Approximation of $ \frac{n!}{(n-2x)!}(n-1)^{-2x} $ I would like to find an approximation when $ n \rightarrow\infty$ of $ \frac{n!}{(n-2x)!}(n-1)^{-2x} $. Using Stirling formula, I obtain $$e^{\frac{-4x^2+x}{n}}. $$  The result doesn't seem right!
Below is how I derive my approximation. I use mainly Stirling Approximation and $e^x =(1+\frac{x}{n})^n $.

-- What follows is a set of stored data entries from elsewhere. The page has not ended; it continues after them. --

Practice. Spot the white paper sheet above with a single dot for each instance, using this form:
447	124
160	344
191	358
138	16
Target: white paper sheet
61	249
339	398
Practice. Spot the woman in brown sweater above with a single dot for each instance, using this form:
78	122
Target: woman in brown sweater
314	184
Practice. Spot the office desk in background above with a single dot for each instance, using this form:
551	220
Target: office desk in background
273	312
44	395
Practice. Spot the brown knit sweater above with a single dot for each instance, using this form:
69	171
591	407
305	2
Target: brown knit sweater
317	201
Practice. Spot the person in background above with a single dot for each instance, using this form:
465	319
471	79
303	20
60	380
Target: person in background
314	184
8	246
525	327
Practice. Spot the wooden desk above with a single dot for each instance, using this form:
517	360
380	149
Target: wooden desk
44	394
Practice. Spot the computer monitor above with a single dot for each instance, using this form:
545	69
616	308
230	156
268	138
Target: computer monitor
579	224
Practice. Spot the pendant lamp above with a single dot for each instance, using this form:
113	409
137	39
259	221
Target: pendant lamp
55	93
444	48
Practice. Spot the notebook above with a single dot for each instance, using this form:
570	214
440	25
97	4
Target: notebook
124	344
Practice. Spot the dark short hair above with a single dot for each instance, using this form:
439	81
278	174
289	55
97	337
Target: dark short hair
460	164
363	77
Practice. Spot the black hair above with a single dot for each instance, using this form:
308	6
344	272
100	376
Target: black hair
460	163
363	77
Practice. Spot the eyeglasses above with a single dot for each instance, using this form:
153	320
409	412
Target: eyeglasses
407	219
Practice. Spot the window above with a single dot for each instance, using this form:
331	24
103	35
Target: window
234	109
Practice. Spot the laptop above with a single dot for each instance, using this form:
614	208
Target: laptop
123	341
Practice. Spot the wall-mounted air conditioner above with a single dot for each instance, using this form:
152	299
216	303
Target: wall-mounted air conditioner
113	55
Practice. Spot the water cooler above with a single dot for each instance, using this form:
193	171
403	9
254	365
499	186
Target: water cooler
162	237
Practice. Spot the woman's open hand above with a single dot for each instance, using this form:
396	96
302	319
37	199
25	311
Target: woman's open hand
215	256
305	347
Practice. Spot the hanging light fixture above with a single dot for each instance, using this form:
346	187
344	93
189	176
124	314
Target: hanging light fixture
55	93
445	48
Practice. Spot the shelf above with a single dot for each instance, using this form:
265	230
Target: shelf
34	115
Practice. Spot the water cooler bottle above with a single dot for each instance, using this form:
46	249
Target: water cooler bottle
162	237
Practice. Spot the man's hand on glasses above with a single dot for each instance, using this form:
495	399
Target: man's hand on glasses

$$\frac{n!}{(n-1)^{2 x} (n-2 x)!}\approx \frac{\left(\sqrt{2 \pi } n^{n+\frac{1}{2}} e^{-n}\right) (n-1)^{-2 x}}{\sqrt{2 \pi } e^{2 x-n} (n-2 x)^{-2 f+n+\frac{1}{2}}}\approx \frac{n^{n+\frac{1}{2}} e^{-2 x} n^{-2 x} \left(1-\frac{1}{n}\right)^{-2 x}}{(n-2 x)^{n-2 x+\frac{1}{2}}}\approx e^{-2 x} \left(\frac{n}{n-2 x}\right)^{n-2 x+\frac{1}{2}} \left(\left(1-\frac{1}{n}\right)^n\right)^{-\frac{2 x}{n}}\approx e^{-2 x} \left(\frac{n}{n-2 x}\right)^{n-2 x+\frac{1}{2}} e^{\frac{2 x}{n}}\approx \left(\frac{n-2 x}{n}\right)^{-n+2 x-\frac{1}{2}} \left(\frac{n-2 x}{n}\right)^n e^{\frac{2 x}{n}}\approx \left(\frac{n-2 x}{n}\right)^{2 x-\frac{1}{2}} e^{\frac{2 x}{n}}\approx \left(\left(1-\frac{2 x}{n}\right)^n\right)^{\frac{2 x}{n}-\frac{1}{2 n}} e^{\frac{2 x}{n}}\approx \left(e^{-2 x}\right)^{\frac{2 x}{n}-\frac{1}{2 n}}=e^{\frac{x-4 x^2}{n}}$$
I would appreciate your input!
 A: The easiest way to get the correct approximation is to use Stirling in the logarithmic form:
$$\ln n!=n(\ln n-1)+\frac12 \ln \left(2\pi n\right)+\frac{1}{12n}+O(n^{-3}),$$
which also implies
$$\ln\frac{n!}{(n-2x)!}=2x \ln n+\frac{x-2x^2}{n}+O(n^{-2}).$$
Now using that
$$\ln (n-1)^{-2x}=-2x\ln(n-1)=-2x\ln n+\frac{2x}{n}+O(n^{-2}),$$
we get
$$\ln\left[\frac{n!}{(n-2x)!}(n-1)^{-2x}\right]=\frac{3x-2x^2}{n}+O(n^{-2}).$$
A: We will first approximate $$f(n,k)=\frac{n!}{(n-k)!}n^{-k} = \prod_{i=0}^{k-1} \left(1-\frac{i}{n}\right)$$
Actually, we will approximate the logarithm of this value.
$$\begin{align}\log f(n,k) &= \sum_{i=0}^{k-1} \log\left(1-\frac{i}{n}\right)\\&= -\sum_{i=0}^{k-1}\sum_{j=1}^\infty \frac{1}{j}\left(\frac{i}{n}\right)^j\\&=-\sum_j \frac{1}{jn^{j}}\sum_{i=0}^{k-1} i^j
\end{align}$$
So $$\log f(n,k) = -\frac{k(k-1)}{2n} -\frac{k(k-1)(2k-1)}{12n^2} + O(n^{-3})$$
Also $$\log\left(\left(\frac{n-1}{n}\right)^{-k}\right) = k\left(\frac{1}{n}+\frac{1}{2n^2}+O(n^{-3})\right)=\frac{k}{n}+\frac{k}{2n^2} + O(n^{-3})$$
Adding,we get that $$\log\left(\frac{n!}{(n-k)!}(n-1)^{-k}\right)=\frac{2k-k(k-1)}{2n}+O(n^{-2}) = \frac{3k-k^2}{2n}+O(n^{-2})$$
Putting $k=2x$ we get:
$$\frac{n!}{(n-2x)!}(n-1)^{-2x} = \exp\left(\frac{3x-2x^2}{n}+O(n^{-2})\right)$$